The Power of the Eucharist

Corpus Christi

Fr. Philip Neri Powell OP

St. Dominic/OLR, NOLA

Jesus, his disciples, and a huge crowd of random people who want to hear what Jesus has to say – they all find themselves in a deserted place. A place w/o food, water, shelter. Not much to recommend it for comfort or protection. The disciples suggest to Jesus that he send the people into the nearby villages for the night, so they can find a bed and something to eat. Jesus answers with an apparently less-than-helpful suggestion of his own: Give them some food yourselves.” You can almost see and hear the disciples' aggravation and frustration. Here we go again! Another lesson in mystery. Another impractical exercise to show us up. Where are we going to get enough food for this many people? How would we get it to them even if we had it? They're perfectly capable of finding food for themselves! OK. Maybe that's what I'd be thinking. Maybe the disciples were a little more docile to the Lord's lessons. Regardless, the problem before them must've seemed insurmountable at the time. And it is. . .until Jesus intervenes and shows them the miraculous power of his blessing. In that deserted place, he shows them all the power of the Eucharist.

And what is this power? It's not the power to shame people into sharing the food they've squirreled away for themselves. It's not the power to say grace before a meal. It's not the power to organize a large crowd into smaller modules for efficient distribution of foodstuffs. The Miracle of the Feeding of the 5,000 reveals the Eucharist's power to nourish as many as will come to be nourished.
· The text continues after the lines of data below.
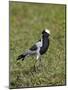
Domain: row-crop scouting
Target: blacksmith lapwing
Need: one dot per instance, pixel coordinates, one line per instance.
(38, 48)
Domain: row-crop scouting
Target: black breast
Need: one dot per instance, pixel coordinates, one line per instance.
(45, 46)
(34, 47)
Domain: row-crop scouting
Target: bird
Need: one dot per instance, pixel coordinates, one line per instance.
(39, 48)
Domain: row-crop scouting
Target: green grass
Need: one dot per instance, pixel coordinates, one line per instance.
(27, 20)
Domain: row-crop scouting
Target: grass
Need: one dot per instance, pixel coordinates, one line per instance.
(27, 20)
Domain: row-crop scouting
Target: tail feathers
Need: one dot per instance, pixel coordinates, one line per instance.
(21, 57)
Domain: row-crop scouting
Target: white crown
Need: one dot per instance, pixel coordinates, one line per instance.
(46, 30)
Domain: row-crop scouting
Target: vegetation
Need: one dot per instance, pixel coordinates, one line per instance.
(27, 20)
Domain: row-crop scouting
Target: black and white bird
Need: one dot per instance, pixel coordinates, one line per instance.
(38, 48)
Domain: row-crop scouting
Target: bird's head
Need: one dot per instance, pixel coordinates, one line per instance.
(46, 32)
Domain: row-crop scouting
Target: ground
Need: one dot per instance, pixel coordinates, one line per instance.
(27, 20)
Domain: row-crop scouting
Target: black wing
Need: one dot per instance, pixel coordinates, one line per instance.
(34, 47)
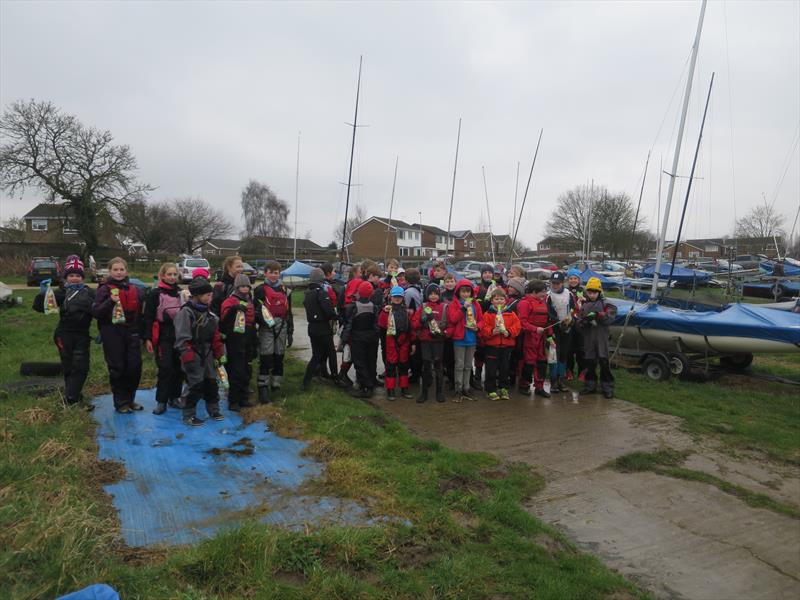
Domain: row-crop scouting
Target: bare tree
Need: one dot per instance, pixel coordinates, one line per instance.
(357, 216)
(265, 215)
(151, 224)
(56, 154)
(761, 222)
(197, 222)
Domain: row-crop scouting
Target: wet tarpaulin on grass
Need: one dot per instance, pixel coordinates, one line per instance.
(183, 484)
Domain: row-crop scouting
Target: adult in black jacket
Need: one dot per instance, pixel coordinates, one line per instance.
(319, 314)
(71, 336)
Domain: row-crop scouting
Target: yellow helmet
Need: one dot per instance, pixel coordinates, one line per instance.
(594, 284)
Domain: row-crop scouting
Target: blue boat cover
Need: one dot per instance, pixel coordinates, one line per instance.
(680, 274)
(736, 320)
(183, 484)
(298, 269)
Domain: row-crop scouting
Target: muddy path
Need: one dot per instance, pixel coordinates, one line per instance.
(675, 538)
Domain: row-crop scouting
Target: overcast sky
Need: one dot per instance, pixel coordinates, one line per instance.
(211, 94)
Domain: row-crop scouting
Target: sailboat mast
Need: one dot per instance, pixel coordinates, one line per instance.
(350, 170)
(453, 193)
(689, 186)
(674, 172)
(296, 195)
(488, 213)
(391, 207)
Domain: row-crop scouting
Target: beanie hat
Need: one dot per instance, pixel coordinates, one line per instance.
(317, 276)
(517, 284)
(241, 280)
(200, 286)
(365, 289)
(594, 284)
(432, 288)
(73, 265)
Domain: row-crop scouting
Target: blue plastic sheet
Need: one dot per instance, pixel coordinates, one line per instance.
(736, 320)
(183, 484)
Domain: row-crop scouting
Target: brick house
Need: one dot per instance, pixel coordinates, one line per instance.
(52, 222)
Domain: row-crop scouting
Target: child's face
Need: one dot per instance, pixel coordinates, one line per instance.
(170, 276)
(118, 271)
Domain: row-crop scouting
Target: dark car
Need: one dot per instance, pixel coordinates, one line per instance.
(42, 268)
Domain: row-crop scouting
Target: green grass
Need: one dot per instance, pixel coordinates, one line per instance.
(669, 462)
(745, 413)
(469, 535)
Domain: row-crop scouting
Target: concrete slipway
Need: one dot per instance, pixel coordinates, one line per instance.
(675, 538)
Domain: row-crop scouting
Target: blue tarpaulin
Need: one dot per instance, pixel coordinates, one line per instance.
(297, 269)
(183, 484)
(736, 320)
(680, 274)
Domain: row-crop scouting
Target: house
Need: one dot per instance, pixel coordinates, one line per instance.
(220, 247)
(54, 222)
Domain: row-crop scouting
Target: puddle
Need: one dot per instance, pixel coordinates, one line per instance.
(183, 484)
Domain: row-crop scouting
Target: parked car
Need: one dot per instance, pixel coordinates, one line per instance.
(44, 267)
(188, 264)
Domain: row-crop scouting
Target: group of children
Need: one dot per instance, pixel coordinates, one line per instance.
(451, 330)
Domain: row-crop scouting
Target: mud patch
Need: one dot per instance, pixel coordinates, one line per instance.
(241, 447)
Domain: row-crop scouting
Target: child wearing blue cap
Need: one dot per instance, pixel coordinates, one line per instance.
(395, 321)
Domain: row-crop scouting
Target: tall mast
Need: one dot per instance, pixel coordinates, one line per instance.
(296, 195)
(453, 193)
(674, 172)
(689, 186)
(391, 206)
(488, 213)
(350, 171)
(524, 199)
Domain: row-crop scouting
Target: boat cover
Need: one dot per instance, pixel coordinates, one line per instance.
(788, 269)
(737, 320)
(297, 269)
(680, 274)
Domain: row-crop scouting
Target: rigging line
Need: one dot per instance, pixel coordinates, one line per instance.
(730, 107)
(788, 163)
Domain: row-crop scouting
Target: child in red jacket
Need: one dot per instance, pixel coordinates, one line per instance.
(534, 317)
(498, 332)
(429, 321)
(238, 326)
(464, 316)
(395, 322)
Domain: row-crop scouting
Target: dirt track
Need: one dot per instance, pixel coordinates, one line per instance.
(677, 539)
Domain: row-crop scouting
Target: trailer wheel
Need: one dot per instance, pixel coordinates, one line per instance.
(736, 362)
(678, 364)
(656, 368)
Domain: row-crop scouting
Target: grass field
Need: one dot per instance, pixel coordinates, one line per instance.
(469, 535)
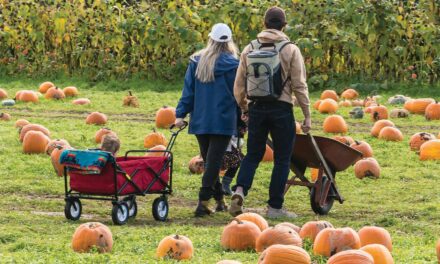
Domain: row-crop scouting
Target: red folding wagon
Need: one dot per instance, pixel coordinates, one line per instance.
(119, 180)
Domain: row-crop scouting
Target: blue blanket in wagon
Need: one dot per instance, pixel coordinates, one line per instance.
(85, 161)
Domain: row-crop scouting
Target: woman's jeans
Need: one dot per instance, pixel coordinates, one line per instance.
(277, 119)
(212, 149)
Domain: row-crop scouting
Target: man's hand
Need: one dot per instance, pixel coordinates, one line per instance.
(179, 122)
(307, 124)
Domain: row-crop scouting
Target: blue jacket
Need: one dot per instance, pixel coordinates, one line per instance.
(212, 105)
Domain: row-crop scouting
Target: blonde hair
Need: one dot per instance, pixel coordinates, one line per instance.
(208, 57)
(110, 143)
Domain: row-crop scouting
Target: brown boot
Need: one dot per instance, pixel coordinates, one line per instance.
(221, 205)
(203, 209)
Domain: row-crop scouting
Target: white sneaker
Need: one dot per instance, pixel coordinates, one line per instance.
(236, 207)
(279, 213)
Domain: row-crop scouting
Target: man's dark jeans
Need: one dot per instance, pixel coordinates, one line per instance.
(277, 119)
Those who follow Christ – even into the deserted places of the world – will be fed. They will be nourished. 5,000; 10,000; 1.3 billion. They will all be fed. How? With what? Wrong question. The right question is: with whom? With whom will they all be fed? And we know the answer to that question; otherwise, none of us would be here this morning/evening. We are all fed by the Body and Blood of Christ Jesus – true food, true drink – for the salvation of the world and life eternal. The power of the Eucharist is the power to take fallen men and women, sinners subject to death, and start them toward a fundamental transformation, turning them into Christs, perfecting in them the image and likeness of God who made them. All who would be fed, changed, saved; all who would be Christ for the world will be fed. They will be changed. They will saved.
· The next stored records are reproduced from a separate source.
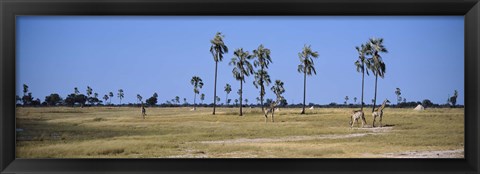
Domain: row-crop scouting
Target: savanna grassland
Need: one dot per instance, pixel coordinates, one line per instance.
(120, 132)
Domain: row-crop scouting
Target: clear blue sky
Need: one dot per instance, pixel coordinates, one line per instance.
(143, 55)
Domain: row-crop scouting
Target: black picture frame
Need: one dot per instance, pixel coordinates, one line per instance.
(9, 9)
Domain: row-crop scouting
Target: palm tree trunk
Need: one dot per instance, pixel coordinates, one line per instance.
(304, 89)
(261, 98)
(273, 112)
(375, 98)
(215, 89)
(363, 80)
(241, 92)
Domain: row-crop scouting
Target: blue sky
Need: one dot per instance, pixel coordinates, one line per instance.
(148, 54)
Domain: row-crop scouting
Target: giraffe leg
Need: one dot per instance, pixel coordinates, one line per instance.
(363, 121)
(373, 124)
(273, 111)
(381, 120)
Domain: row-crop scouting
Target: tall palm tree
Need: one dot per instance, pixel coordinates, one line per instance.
(197, 85)
(139, 98)
(110, 94)
(398, 92)
(278, 89)
(120, 95)
(89, 91)
(362, 65)
(76, 91)
(262, 78)
(242, 67)
(25, 89)
(377, 65)
(306, 67)
(202, 97)
(217, 49)
(177, 99)
(105, 97)
(228, 89)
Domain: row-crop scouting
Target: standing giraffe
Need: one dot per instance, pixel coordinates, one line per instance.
(143, 111)
(379, 112)
(356, 115)
(270, 109)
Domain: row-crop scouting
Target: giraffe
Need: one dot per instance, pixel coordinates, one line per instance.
(379, 112)
(356, 115)
(143, 111)
(270, 109)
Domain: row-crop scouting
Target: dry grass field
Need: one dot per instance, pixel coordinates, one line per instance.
(120, 132)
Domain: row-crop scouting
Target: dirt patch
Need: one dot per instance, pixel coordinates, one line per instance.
(191, 153)
(459, 153)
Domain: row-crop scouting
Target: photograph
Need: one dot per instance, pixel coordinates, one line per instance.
(240, 87)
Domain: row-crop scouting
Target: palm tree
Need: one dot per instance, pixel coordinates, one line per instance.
(228, 89)
(25, 89)
(110, 94)
(278, 89)
(242, 67)
(105, 97)
(377, 65)
(120, 95)
(177, 99)
(362, 65)
(202, 97)
(306, 67)
(217, 49)
(76, 91)
(398, 92)
(197, 85)
(139, 98)
(261, 76)
(89, 91)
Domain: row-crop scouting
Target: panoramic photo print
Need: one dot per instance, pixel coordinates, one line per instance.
(240, 87)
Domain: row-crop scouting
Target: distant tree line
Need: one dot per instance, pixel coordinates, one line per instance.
(91, 99)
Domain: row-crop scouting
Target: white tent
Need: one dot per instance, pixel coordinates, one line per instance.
(419, 108)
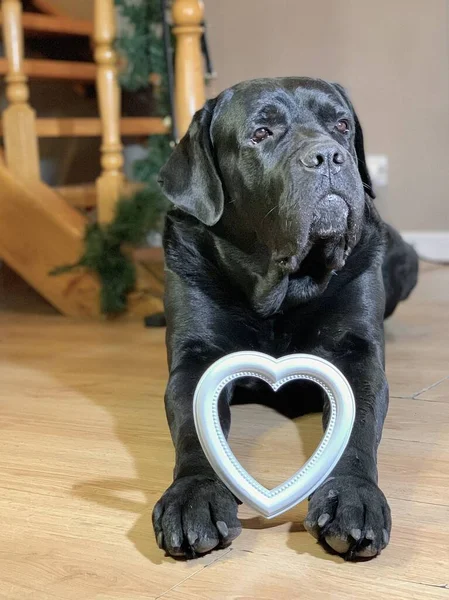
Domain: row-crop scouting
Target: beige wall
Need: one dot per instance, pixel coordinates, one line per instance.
(392, 55)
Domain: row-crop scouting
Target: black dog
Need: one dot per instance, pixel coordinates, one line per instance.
(275, 245)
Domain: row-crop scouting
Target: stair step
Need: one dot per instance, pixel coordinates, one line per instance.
(52, 127)
(36, 23)
(62, 70)
(85, 195)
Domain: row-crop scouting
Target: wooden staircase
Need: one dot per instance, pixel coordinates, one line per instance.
(41, 228)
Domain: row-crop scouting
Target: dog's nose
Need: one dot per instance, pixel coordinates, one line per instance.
(322, 156)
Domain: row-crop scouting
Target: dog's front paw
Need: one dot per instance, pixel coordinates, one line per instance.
(195, 515)
(350, 515)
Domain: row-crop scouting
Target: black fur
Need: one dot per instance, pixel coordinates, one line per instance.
(277, 246)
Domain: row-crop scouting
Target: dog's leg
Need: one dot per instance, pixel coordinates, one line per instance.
(400, 270)
(197, 513)
(349, 513)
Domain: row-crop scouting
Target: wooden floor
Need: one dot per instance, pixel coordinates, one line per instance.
(85, 453)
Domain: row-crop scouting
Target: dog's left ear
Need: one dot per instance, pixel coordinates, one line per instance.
(189, 178)
(359, 145)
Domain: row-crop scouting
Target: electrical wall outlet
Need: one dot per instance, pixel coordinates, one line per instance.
(378, 168)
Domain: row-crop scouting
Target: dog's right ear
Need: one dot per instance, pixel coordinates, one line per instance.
(189, 178)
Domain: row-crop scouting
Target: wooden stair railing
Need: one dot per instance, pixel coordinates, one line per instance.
(189, 70)
(21, 149)
(39, 229)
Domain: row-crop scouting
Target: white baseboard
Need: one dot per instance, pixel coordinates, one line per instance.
(430, 245)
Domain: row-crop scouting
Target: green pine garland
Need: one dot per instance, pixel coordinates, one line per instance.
(104, 246)
(140, 43)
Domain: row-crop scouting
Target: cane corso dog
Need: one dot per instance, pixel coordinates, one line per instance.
(274, 244)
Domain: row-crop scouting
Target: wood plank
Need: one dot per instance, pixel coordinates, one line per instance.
(48, 7)
(53, 127)
(85, 195)
(62, 70)
(85, 453)
(40, 231)
(36, 23)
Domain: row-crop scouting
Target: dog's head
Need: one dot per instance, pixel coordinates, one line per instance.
(286, 158)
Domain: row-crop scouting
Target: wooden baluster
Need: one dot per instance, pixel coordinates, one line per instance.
(110, 183)
(189, 72)
(19, 119)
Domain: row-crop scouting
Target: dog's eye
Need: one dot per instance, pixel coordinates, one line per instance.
(342, 126)
(260, 135)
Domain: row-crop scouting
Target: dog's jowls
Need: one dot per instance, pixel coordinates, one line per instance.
(274, 244)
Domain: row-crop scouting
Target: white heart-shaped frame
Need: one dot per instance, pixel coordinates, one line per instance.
(275, 372)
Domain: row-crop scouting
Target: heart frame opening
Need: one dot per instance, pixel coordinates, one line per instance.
(275, 372)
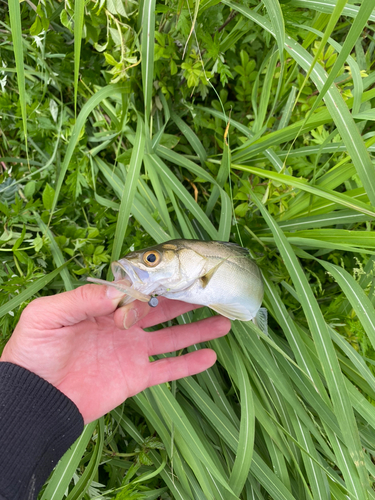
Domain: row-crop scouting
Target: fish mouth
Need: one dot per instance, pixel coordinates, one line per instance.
(123, 269)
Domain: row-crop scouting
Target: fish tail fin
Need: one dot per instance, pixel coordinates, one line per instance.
(261, 320)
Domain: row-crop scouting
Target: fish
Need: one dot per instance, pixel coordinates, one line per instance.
(216, 274)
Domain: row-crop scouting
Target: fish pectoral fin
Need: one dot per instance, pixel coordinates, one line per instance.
(261, 320)
(205, 279)
(232, 311)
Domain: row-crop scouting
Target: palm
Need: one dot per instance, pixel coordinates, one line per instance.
(94, 361)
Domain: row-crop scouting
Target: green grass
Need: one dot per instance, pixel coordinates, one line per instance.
(122, 126)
From whatever deserted place you may come, if you choose, if you will it, you will be fed and changed and saved. As 21st century Catholics, we are accustomed to hearing that the Eucharist is about establishing and thriving as a community of believers. We share a sacramental meal. This sharing binds us together more closely in prayer. All true. But not all the truth. Our older brothers and sisters are accustomed to hearing about the Eucharist as a sacrifice, a sacramental memorial of Christ's sacrifice on the Cross. Our Mass takes us to Calvary where we participate in the saving grace of Christ's death. Again, all true. But not all the truth. The truth we don't hear much about is the ancient understanding of the Eucharist as a means of becoming Christ ourselves in the world – as the way we sinners are not only joined to a community, not only joined to Christ's sacrifice as participants but also joined to Christ so that we may become Christs to be Christs in the world. Knowing this, knowing that you can become Christ, do you still find yourself among the 5,000 in that deserted place, waiting for your portion of fish and bread? Do you still want to be fed by the Body and Blood of Christ?

If so, then you will come forward and receive. But understand who and what you are receiving. Our modern minds tell us we are receiving symbols of Christ's body and blood. Bread and wine. Tokens, stand-in's for the real thing, which is no longer available to us. Our modern minds tell us that what's real is what's physical, what's knowable with the senses. We see, taste, touch bread and wine, so the bread and wine must be just bread and wine, just a symbol. Not the real thing. False! Christ is truly present – body, blood, soul, and divinity. The really real is not limited to the physical, the empirical. That's a modern prejudice. The really real includes the spiritual, the non-empirical. It includes the sacramental, external signs of internal graces. It includes the substantial, what a thing truly is in itself. The bread and wine are substantially, sacramentally Christ's Body and Blood, and no less really real simply b/c his presence is not physical. When you come forward to receive, know and believe that who you are receiving IS Christ. Not a symbol, not a token, not a stand-in. But Christ – body, blood, soul, and divinity. You are what you eat. If you will be Christ in the world, you must be nourished by Christ in this world. This IS my Body. This IS my Blood.